MaartenGr / BERTopic

Leveraging BERT and c-TF-IDF to create easily interpretable topics.
https://maartengr.github.io/BERTopic/
MIT License
5.99k stars 752 forks source link

Implementation from cuML in Berttopic #495

Closed p-dre closed 1 year ago

p-dre commented 2 years ago

In my experience, umap and HDBSCAN are the very computationally intensive parts of Berttopic. However, in the original form, the packages are only partially parallel and not usable on gpu.

However, NVIDIA RAPIDS cuML library (https://github.com/rapidsai/cuml) includes a solution for both models that is usable on gpu. This would significantly increase the speed of the calculation. https://developer.nvidia.com/blog/gpu-accelerated-hierarchical-dbscan-with-rapids-cuml-lets-get-back-to-the-future/ Is an implementation conceivable?

MaartenGr commented 2 years ago

There currently is a GPU-accelerated implementation by rapidsai that you can find here that you can try out. I have yet to try it out but from what I have heard there is quite a big speed-up!

beckernick commented 2 years ago

cc @vibhujawa

MaartenGr commented 2 years ago

@p-dre A few days ago, I released BERTopic v0.10.0 which allows you to use different models for HDBSCAN and UMAP. This also allows you to use the GPU-accelerated version of HDBSCAN and UMAP developed by cuML. After installing cuML, you can run it with BERTopic as follows:

from bertopic import BERTopic
from cuml.cluster import HDBSCAN
from cuml.manifold import UMAP

# Create instances of GPU-accelerated UMAP and HDBSCAN
umap_model = UMAP(n_components=5, min_dist=0.0)
hdbscan_model = HDBSCAN(min_samples=20, gen_min_span_tree=True)

# Pass the above models to be used in BERTopic
topic_model = BERTopic(umap_model=umap_model, hdbscan_model=hdbscan_model)
topics, probs = topic_model.fit_transform(docs)

It should speed up BERTopic quite a bit! Also, since you now can replace HDBSCAN and UMAP, you could also replace them with algorithms, like PCA and kMeans, which might be a bit faster. It could hurt the quality of the resulting topics though, so some experimentation might be necessary.

VibhuJawa commented 2 years ago

@MaartenGr , Thanks a lot. Its great to learn that now it is possible to use different models for HDBSCAN and UMAP.
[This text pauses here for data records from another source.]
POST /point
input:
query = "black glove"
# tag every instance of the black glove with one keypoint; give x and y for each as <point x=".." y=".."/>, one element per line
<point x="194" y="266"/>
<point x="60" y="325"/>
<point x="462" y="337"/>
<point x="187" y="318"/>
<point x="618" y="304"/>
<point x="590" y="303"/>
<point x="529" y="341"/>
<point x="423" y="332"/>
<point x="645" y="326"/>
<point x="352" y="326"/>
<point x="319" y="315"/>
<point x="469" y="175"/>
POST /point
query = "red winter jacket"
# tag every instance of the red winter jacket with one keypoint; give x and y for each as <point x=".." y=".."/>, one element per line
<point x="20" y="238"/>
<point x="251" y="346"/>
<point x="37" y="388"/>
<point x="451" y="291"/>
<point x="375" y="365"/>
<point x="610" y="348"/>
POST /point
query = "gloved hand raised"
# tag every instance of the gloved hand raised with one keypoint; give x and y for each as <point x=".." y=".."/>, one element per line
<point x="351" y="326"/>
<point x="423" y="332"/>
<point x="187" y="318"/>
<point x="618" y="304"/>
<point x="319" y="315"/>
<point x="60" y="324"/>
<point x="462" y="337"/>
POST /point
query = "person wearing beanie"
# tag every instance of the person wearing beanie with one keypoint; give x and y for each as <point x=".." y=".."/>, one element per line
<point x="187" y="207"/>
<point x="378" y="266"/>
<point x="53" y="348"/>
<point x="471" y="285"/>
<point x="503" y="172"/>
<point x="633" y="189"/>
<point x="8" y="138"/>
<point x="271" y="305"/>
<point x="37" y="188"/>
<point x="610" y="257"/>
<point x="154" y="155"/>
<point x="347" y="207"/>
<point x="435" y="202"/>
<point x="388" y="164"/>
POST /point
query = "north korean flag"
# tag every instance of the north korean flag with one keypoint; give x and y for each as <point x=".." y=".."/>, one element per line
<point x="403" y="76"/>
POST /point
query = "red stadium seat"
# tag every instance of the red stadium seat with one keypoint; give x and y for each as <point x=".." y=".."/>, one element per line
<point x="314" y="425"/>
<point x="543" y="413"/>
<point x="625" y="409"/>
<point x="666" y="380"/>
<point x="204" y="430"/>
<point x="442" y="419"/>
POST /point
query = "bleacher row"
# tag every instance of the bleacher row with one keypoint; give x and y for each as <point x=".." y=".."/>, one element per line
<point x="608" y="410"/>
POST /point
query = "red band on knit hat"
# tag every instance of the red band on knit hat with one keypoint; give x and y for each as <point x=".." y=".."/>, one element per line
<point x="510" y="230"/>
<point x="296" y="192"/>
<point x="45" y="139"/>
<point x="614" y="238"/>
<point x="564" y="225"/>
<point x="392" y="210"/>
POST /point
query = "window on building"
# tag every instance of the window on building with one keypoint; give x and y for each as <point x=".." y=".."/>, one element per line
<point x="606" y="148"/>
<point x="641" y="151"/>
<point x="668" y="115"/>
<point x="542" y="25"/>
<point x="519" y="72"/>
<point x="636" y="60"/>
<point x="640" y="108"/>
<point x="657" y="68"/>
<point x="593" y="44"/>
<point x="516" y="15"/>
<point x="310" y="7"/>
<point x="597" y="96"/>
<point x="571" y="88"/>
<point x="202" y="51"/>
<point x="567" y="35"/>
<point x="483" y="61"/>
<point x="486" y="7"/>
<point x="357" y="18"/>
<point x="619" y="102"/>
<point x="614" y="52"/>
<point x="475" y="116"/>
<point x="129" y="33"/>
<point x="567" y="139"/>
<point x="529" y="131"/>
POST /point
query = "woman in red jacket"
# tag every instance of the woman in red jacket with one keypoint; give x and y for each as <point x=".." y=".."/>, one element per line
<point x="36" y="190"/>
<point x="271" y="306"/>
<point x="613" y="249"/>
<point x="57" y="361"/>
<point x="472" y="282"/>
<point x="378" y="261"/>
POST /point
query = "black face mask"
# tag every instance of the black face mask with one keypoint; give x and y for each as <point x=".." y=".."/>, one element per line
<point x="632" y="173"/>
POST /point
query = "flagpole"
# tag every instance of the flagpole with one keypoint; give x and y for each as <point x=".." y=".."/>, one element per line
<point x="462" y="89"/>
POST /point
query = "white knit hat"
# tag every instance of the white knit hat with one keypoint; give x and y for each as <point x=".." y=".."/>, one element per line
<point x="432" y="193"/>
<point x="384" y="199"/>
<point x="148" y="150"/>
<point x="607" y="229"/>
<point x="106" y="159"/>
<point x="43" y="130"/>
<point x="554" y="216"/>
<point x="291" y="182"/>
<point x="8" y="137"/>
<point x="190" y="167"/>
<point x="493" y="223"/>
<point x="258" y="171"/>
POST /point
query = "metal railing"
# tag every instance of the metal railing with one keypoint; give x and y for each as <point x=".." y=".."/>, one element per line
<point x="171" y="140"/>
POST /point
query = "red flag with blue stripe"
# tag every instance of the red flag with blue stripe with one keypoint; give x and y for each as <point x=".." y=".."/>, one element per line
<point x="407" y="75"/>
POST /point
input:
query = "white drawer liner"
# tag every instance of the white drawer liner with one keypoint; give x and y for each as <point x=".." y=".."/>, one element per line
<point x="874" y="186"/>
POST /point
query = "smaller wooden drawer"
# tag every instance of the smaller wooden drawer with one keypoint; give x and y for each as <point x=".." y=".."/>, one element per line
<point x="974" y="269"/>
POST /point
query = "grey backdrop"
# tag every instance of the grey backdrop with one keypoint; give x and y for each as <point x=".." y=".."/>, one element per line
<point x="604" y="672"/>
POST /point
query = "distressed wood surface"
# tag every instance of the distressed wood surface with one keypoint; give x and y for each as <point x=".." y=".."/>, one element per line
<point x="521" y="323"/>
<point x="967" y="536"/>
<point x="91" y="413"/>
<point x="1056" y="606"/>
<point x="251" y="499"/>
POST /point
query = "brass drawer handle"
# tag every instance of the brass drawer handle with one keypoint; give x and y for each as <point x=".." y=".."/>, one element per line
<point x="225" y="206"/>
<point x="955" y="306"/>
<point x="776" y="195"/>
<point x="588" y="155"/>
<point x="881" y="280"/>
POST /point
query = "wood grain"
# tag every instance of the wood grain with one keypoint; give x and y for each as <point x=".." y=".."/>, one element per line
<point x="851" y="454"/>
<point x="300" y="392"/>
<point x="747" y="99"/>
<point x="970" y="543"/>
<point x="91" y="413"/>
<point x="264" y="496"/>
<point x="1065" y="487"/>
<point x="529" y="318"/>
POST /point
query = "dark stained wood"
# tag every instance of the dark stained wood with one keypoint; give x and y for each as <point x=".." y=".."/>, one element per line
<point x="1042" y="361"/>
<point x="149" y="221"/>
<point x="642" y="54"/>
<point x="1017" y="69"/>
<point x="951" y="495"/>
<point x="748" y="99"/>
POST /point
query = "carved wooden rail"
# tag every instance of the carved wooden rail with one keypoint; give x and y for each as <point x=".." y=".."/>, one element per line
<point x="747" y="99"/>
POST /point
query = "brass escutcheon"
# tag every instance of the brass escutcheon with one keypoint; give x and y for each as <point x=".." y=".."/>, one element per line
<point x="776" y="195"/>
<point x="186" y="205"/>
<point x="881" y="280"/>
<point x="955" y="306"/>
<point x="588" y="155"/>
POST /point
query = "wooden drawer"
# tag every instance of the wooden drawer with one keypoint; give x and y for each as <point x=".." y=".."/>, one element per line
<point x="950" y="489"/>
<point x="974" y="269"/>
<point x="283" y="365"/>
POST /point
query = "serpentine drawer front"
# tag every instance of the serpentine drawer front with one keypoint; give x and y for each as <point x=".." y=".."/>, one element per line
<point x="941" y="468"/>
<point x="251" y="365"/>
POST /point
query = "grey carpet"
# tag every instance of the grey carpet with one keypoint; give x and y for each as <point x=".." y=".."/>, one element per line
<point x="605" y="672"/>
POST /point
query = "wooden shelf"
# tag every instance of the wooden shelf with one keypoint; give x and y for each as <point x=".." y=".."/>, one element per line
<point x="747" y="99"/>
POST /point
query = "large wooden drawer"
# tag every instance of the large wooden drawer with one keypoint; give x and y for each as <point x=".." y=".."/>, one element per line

From a benchmark perspective on a workflow we saw following speedups on a end to end BERTopic Workflow. (Checkout the full blog here)

UMAP: 2718 s (CPU) to 98 s (GPU) HDBSCAN: 382.00 (CPU) to 92 s (GPU).

p-dre commented 2 years ago

@MaartenGr amazing, Thank you very much!!!

kuchenrolle commented 2 years ago

@MaartenGr As cuml.cluster.HDBSCAN is not an instance of hdbscan.HDBSCAN, the isinstance checks in lines 388, 1431 and 1548 return False, resulting in the probabilities (hdbscan_model.probabilities_) being ignored, although the cuml implementation does provide them.

I'm also wondering whether the hdbscan.HDBSCAN could be initialized with the result from cuml.cluster.HDBSCAN, so that the HDBSCAN.membership_vector method could be used, when BERTopic is called with calculate_probabilities=True?

MaartenGr commented 2 years ago

@kuchenrolle After using the cuml.cluster.HDBSCAN model, you can access the probabilities with topic_model.hdbscan_model.probabilities_. I am not entirely sure though whether we can use the membership_vector in cuml through the original method.

beckernick commented 2 years ago

As a note, membership_vector and all_points_membership_vectors are on our radar for cuML's HDBSCAN.

Perhaps this might be an opportunity to define something like is_hdbscan_like in the spirit of scikit-learn's is_classifier and is_regressor? We use this pattern in Dask quite a bit for duck-typing based checks to support multiple backends via dispatching. (Perhaps explicit dispatching might be of interest here, too).

For example:

def is_dataframe_like(df) -> bool:
    """Looks like a Pandas DataFrame"""
    if (df.__class__.__module__, df.__class__.__name__) == (
        "pandas.core.frame",
        "DataFrame",
    ):
        # fast exec for most likely input
        return True
    typ = df.__class__
    return (
        all(hasattr(typ, name) for name in ("groupby", "head", "merge", "mean"))
        and all(hasattr(df, name) for name in ("dtypes", "columns"))
        and not any(hasattr(typ, name) for name in ("name", "dtype"))
    )

The AutoML library TPOT did something similar when they added support for cuML and defined _is_selector and _is_transformer. They used this pattern again when they later added _is_resampler to include support for the scikit-learn-contrib project imbalanced-learn.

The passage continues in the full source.